During a speech at the Economic Club of Toronto, Dion said the previous Liberal government lowered the rate from 28 per cent to 19 per cent.

He went on to slam the Conservative government for its pledge to reduce the rate to 18.5 per cent by 2011.

"What I have said for our economic prosperity, what will be especially important is to have a competitive tax system and to have a way to decrease our corporate tax, deeper than what was planned," Dion said after his speech at a downtown hotel.

The Liberal leader said that reducing the tax will lower the cost of capital for Canadian corporations, allowing for future investments in capital equipment and its workforce.

Canadian companies invest $1,600 per worker less than U.S. firms and $700 per worker less than the Organization for Economic Co-operation and Development average, Dion said during his speech.

The OECD is an international resource for global economic and social data statistics and serves to monitor, analyze and forecast economic developments.

Dion said the tax cut would also protect Canadian corporations from foreign takeovers and will facilitate foreign investment in the country, diverting dollars away from the U.S. market with a "big hook."

"A key competitive advantage for Canada used to be our weak currency.
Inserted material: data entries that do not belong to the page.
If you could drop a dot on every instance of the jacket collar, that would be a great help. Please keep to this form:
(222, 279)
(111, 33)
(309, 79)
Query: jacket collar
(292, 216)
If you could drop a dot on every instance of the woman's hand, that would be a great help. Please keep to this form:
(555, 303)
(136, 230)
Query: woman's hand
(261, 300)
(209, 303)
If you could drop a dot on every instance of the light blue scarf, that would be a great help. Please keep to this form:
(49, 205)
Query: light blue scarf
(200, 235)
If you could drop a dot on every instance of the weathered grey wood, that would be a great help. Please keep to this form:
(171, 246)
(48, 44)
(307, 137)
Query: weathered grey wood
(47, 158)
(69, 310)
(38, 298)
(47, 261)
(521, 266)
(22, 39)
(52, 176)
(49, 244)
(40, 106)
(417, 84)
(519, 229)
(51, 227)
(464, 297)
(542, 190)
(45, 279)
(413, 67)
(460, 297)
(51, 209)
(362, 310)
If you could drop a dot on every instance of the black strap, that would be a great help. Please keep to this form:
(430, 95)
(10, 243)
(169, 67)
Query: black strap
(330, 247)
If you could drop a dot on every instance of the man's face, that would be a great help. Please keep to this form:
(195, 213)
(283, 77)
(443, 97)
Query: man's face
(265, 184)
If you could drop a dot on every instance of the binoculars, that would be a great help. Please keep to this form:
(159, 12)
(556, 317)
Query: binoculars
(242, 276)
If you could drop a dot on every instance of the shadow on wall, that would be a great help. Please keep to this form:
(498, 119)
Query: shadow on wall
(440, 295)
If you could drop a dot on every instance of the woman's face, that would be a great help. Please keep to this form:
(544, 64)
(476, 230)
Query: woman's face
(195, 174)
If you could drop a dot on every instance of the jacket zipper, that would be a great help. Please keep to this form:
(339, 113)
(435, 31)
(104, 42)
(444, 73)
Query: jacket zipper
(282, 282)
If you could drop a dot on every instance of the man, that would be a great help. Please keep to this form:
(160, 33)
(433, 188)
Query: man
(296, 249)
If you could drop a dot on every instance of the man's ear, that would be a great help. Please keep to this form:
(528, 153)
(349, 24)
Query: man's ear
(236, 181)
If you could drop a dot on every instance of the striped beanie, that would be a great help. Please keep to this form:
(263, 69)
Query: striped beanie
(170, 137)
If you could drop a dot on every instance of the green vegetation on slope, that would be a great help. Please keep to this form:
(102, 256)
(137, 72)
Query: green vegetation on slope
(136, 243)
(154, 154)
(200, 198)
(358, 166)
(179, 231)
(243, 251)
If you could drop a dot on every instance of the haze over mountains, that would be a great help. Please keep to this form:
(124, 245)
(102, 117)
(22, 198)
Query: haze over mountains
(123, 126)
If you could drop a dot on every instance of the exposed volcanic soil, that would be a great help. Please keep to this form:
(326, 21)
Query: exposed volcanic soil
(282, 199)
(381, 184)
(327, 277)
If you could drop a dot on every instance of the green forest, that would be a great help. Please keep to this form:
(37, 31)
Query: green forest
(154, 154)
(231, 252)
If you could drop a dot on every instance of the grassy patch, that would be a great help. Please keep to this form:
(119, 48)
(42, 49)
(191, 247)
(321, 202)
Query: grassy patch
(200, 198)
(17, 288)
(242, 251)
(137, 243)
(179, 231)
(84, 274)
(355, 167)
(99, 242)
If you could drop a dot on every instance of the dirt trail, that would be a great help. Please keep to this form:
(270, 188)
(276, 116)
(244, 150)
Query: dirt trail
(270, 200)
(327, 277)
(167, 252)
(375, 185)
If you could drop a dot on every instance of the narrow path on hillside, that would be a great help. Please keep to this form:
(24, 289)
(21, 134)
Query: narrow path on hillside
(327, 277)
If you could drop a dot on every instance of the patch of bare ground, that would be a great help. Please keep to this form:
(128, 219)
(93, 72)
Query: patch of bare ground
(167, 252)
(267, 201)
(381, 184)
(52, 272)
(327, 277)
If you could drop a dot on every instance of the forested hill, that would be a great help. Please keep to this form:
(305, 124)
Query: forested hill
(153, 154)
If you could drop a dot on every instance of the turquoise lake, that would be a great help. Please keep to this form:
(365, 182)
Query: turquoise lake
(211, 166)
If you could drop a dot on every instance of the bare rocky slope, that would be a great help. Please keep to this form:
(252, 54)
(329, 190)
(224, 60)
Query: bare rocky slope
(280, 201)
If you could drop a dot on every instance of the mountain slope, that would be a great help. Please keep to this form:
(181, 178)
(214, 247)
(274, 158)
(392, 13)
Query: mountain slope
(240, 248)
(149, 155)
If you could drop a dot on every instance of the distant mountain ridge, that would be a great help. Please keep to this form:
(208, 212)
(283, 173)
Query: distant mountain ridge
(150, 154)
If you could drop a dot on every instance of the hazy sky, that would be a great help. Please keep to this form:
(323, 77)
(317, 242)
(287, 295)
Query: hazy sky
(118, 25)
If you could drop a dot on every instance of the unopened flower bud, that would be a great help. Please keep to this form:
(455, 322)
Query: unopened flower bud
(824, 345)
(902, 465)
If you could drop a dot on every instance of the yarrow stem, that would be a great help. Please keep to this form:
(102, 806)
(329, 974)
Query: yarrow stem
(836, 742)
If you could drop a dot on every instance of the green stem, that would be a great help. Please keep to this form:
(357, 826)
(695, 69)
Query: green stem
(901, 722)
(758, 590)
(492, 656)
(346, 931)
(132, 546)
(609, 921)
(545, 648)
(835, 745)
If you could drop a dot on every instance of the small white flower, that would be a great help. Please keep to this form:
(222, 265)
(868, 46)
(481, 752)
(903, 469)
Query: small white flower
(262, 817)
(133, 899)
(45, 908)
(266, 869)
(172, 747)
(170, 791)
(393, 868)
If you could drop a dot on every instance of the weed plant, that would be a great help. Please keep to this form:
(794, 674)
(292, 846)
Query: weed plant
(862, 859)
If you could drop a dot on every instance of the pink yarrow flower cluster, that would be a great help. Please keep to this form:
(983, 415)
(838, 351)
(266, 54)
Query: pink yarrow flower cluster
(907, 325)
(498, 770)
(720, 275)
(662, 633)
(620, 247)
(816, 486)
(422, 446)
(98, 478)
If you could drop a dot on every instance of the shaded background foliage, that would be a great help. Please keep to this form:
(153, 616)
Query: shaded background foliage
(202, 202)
Now that our dollar is at par, and we have lost this weak currency advantage, a key advantage must be a competitive corporate tax rate," Dion said.

"A lower corporate tax rate is a powerful weapon in the federal government's arsenal to generate more investment, higher living standards and better jobs."

Dion also took the opportunity to reiterate key issues the Liberal Party must see addressed in the Oct. 16 throne speech for it to support the current minority government.

He said an end to Canada's combat mission in Afghanistan in February 2009 is imperative and called for stronger action on climate change and Canadian poverty.

"We will read the throne speech and discuss it between us taking into account only the interests of Canadians," Dion said.

"There is Afghanistan, there is the challenge of the environment and climate change, there is the need to fight poverty in this country and there is the need to have a more competitive Canada at a time when the low currency is not the strategy we will follow anymore."